The outcome of these and various other claims and legal proceedings against the Corporation cannot be determined with certainty and is subject to future resolution, including the uncertainties of litigation. Based on currently available information, no additional provision has been recognised as of September 30, 2018.

 

CHANGES IN ACCOUNTING POLICIES AND FUTURE ACCOUNTING CHANGES

 

The accounting policies and basis of measurement applied in the consolidated interim financial statements for the three-month and six-month periods ended September 30, 2018 and 2017 are the same as those applied by the Corporation in its consolidated financial statements for the year ended March 31, 2018, except as disclosed below.

 

The Corporation has initially adopted IFRS 15, Revenue from Contracts with Customers and IFRS 9, Financial Instruments as at April 1st, 2018. The Corporation has also adopted amendments to IFRS 2, Classification and Measurement of Share-Based Payment Transactions on April 1st, 2018.

 

Further information can be found in Note 3 of the consolidated interim financial statements for the three-month and six-month periods ended September 30, 2018.

 

A number of new standards, interpretations and amendments to existing standards were issued by the IASB or the IFRS Interpretations Committee (‟IFRIC”) that are mandatory but not yet effective for the three-month and six-month periods ended

16


September 30, 2018 and have not been applied in preparing the consolidated interim financial statements. The following standards have been issued by the IASB with effective dates in the future that have been determined by management to impact the consolidated financial statements:

 

IFRS 16, Leases

IFRIC 23, Uncertainty over Income Tax Treatments

 

Further information on these modifications can be found in Note 3 of the consolidated interim financial statements for the three-month and six-month periods ended September 30, 2018.

 

DISCLOSURE CONTROLS AND PROCEDURES ("DC&P") AND INTERNAL CONTROL OVER FINANCIAL REPORTING ("ICFR")

 

In compliance with the Canadian Securities Administrators’ National Instrument 52-109, the Corporation has filed certificates signed by Mr. Jim Hamilton, in his capacity as Chief Executive Officer (‟CEO”) and Mr.

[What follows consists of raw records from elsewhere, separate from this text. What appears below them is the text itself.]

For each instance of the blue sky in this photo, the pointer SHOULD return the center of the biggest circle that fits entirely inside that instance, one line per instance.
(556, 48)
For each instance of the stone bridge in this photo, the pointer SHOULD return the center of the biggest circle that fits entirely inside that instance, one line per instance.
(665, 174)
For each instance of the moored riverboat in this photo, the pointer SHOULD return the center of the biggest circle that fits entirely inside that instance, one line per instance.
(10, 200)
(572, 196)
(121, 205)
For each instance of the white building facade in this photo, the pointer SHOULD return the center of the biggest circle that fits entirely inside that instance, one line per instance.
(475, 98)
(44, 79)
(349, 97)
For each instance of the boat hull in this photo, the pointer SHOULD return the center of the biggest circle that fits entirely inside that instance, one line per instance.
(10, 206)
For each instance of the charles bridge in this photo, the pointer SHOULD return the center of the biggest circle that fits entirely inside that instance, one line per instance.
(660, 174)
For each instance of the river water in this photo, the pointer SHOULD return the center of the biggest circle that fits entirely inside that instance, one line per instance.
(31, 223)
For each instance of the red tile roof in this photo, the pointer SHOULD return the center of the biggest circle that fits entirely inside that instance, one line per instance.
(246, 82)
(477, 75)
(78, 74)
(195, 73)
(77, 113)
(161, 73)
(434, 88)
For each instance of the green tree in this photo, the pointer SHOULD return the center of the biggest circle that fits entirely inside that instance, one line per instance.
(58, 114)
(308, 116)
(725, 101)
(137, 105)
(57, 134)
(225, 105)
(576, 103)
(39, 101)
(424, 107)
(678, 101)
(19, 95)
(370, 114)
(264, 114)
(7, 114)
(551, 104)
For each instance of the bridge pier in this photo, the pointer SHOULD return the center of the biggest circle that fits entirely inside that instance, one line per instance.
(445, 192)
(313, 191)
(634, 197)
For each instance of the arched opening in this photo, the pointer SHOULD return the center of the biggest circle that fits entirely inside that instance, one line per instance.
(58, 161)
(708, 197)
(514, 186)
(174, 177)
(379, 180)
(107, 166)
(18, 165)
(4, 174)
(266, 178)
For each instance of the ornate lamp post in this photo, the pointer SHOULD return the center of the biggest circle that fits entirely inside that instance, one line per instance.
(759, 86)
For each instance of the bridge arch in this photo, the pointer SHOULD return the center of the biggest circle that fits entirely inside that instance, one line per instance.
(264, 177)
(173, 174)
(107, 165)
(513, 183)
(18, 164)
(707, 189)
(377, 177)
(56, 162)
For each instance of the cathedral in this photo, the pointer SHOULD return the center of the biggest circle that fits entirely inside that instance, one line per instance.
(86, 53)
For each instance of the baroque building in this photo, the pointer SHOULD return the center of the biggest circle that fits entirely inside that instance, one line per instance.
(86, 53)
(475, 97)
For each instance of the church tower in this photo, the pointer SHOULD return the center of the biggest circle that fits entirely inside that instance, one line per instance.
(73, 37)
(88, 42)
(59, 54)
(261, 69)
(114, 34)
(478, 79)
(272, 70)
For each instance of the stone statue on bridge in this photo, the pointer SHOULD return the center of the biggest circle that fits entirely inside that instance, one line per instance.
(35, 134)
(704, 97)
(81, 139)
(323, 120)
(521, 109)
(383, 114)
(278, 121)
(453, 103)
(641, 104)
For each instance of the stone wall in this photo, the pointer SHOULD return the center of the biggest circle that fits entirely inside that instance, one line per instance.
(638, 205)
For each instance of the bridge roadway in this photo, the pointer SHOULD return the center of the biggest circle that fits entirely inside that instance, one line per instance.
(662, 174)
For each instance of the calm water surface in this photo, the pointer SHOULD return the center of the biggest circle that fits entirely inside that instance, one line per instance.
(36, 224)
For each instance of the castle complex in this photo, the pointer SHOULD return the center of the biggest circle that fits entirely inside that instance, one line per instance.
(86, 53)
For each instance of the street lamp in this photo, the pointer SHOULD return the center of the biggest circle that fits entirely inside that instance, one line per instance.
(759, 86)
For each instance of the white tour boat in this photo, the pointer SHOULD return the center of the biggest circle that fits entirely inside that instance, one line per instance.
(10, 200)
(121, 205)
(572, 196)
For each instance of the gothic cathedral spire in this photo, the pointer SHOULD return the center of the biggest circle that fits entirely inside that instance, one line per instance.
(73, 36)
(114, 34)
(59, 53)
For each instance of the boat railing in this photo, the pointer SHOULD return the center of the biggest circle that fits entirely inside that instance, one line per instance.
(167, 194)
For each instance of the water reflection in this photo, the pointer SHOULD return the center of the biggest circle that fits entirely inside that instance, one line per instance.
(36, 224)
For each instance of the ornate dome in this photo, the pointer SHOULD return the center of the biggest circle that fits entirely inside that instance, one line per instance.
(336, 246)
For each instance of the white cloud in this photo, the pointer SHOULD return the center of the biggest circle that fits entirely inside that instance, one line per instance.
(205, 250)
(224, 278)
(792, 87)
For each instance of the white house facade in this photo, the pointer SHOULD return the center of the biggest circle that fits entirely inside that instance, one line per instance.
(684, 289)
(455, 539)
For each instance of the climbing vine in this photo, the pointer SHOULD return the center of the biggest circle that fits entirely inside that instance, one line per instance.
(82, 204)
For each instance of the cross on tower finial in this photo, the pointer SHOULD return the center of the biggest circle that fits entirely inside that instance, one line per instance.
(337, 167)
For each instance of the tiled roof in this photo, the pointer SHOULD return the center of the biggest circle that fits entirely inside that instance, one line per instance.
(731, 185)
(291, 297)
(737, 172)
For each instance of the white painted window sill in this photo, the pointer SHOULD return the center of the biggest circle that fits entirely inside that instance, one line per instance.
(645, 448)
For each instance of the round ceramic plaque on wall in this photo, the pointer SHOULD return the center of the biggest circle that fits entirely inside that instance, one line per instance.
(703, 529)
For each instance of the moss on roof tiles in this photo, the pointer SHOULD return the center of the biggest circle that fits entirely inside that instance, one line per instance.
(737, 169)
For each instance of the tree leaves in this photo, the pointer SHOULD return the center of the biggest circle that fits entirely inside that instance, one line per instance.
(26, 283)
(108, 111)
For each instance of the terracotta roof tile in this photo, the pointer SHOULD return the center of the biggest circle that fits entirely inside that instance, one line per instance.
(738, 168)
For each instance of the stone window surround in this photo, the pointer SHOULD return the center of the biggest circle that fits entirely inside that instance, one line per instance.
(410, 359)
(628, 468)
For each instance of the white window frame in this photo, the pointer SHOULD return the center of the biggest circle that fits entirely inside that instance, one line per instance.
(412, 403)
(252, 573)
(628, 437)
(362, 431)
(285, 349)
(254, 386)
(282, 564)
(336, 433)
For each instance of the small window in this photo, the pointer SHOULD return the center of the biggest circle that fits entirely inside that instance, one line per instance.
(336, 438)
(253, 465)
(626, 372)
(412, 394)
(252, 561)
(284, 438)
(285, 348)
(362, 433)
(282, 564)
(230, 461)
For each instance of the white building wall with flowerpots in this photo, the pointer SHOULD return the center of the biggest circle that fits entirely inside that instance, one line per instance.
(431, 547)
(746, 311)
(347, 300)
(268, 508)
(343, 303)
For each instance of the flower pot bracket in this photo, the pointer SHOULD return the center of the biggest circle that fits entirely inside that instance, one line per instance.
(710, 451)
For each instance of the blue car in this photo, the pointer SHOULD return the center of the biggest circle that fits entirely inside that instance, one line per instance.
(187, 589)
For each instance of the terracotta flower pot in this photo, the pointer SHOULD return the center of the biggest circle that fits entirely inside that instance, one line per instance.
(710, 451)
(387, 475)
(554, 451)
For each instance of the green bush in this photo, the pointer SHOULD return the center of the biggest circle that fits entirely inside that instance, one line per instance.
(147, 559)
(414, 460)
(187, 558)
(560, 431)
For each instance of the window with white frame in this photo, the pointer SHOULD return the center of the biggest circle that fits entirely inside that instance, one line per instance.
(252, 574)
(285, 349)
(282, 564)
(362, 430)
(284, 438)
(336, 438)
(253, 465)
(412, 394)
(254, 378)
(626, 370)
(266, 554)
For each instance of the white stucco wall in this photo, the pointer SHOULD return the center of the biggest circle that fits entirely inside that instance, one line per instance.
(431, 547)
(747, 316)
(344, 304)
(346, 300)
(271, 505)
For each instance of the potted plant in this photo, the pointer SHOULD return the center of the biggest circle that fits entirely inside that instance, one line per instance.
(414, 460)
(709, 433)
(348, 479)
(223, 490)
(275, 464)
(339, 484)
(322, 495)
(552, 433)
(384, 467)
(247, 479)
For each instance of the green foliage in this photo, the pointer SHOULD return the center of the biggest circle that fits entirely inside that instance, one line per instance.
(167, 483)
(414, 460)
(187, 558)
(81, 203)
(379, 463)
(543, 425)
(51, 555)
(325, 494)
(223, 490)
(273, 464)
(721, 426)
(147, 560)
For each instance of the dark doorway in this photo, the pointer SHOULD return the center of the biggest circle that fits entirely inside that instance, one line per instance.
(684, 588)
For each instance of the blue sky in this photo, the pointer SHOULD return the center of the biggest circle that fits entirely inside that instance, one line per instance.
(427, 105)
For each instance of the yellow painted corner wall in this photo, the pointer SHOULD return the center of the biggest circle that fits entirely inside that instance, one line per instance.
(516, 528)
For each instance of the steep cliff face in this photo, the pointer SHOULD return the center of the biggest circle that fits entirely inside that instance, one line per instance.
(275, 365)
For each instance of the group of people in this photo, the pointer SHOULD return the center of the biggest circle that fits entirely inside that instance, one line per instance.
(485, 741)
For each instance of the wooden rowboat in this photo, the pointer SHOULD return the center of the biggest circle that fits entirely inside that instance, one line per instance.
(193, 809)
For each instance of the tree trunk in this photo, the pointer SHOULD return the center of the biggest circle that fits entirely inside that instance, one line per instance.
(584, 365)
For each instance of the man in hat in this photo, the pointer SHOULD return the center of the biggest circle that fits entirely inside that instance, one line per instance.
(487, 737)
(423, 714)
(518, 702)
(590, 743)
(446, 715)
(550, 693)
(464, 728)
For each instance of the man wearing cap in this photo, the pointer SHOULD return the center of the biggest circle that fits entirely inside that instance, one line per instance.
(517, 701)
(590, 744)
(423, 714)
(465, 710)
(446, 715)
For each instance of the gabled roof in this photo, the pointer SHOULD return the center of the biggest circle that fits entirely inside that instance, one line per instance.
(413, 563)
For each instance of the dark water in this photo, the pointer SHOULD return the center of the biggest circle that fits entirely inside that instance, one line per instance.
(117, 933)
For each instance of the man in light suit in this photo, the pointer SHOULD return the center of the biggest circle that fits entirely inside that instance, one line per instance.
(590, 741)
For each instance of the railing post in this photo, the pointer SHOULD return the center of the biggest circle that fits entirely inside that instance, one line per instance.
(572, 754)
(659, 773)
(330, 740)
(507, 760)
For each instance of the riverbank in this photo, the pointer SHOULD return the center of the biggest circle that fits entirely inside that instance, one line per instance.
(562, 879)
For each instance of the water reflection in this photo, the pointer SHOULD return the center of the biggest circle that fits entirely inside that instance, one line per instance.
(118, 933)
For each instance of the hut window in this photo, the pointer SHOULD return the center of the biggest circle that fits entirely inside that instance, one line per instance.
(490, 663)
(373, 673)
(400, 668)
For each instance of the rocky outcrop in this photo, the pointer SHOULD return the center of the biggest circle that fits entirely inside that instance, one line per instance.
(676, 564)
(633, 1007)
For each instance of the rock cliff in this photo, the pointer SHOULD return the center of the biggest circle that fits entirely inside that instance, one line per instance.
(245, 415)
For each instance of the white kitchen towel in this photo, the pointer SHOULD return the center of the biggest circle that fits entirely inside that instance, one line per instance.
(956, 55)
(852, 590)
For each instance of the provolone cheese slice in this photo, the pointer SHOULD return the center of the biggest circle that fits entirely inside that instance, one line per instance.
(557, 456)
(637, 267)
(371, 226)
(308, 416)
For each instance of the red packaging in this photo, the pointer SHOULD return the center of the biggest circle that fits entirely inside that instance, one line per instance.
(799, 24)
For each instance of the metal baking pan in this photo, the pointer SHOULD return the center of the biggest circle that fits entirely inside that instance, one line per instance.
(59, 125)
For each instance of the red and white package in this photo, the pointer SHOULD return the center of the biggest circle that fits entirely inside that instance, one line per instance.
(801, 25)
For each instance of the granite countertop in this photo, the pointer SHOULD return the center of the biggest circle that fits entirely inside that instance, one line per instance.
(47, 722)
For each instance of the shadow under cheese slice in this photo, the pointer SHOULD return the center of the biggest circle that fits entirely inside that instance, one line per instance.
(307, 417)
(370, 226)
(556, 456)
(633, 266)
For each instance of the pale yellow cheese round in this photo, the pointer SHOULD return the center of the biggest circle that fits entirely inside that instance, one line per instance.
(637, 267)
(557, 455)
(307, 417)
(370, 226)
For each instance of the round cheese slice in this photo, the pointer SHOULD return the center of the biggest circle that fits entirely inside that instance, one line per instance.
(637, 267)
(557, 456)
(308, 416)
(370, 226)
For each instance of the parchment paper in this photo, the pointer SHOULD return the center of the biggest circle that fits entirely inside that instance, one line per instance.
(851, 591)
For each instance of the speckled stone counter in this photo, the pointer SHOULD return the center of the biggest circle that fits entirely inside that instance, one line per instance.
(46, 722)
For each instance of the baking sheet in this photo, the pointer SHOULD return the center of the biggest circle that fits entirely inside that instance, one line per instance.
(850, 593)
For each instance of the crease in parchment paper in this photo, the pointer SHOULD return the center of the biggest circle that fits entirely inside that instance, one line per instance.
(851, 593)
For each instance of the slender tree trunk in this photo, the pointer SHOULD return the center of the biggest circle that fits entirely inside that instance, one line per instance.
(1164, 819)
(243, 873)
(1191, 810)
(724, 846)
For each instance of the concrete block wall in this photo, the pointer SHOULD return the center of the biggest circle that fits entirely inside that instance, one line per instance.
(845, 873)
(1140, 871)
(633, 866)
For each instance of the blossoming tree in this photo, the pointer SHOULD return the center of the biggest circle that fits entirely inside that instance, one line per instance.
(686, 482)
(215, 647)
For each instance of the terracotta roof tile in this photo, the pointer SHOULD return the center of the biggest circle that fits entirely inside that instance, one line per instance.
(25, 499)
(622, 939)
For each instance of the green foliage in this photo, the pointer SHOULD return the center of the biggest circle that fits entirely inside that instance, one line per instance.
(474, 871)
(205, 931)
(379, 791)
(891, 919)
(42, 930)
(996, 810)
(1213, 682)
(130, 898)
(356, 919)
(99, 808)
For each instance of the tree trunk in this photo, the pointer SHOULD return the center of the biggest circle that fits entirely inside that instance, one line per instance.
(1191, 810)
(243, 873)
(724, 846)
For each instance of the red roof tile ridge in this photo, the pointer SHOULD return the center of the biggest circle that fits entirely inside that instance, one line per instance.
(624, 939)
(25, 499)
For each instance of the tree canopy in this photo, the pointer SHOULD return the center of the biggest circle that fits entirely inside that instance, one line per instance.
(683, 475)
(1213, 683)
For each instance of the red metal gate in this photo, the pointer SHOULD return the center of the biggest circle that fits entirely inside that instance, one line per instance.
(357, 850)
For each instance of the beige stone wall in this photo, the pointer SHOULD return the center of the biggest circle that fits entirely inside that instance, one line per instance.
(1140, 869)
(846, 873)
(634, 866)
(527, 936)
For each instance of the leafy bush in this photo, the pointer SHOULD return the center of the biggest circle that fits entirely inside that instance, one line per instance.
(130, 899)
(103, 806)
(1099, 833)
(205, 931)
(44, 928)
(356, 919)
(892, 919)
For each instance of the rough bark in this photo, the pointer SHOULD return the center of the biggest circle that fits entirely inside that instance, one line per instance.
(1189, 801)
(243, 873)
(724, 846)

Mario Paradis, in his capacity as Chief Financial Officer (‟CFO”) that, among other things, report on the design of DC&P and the design of ICFR.

 

There have been no changes in the Corporation’s ICFR during the three-month period ended September 30, 2018 that have materially affected, or are reasonably likely materially affecting its ICFR.

 

RISKS AND UNCERTAINTIES

 

Investing in securities of the Corporation involves a high degree of risk. Prospective investors should carefully consider the risks and uncertainties described in our filings with securities regulators, including those described under the heading “Risk Factors” in our latest annual information form and Form 40-F, available on SEDAR at www.sedar.com and on EDGAR at www.sec.gov/edgar.shtml.

 

ADDITIONAL INFORMATION

 

Updated and additional Corporation information is available on SEDAR at www.sedar.com and on EDGAR at www.sec.gov/edgar.shtml.

 

As at November 13, 2018, the total number of common shares issued and outstanding is 79,904,343 and the Corporation’s common shares were being traded on the TSX and on NASDAQ Capital Market under the symbol ‟NEPT”. There are also 750,000 warrants, 9,710,034 options and 454,983 deferred share units outstanding. Each warrant, option and deferred share unit is exercisable into one common share to be issued from treasury of the Corporation.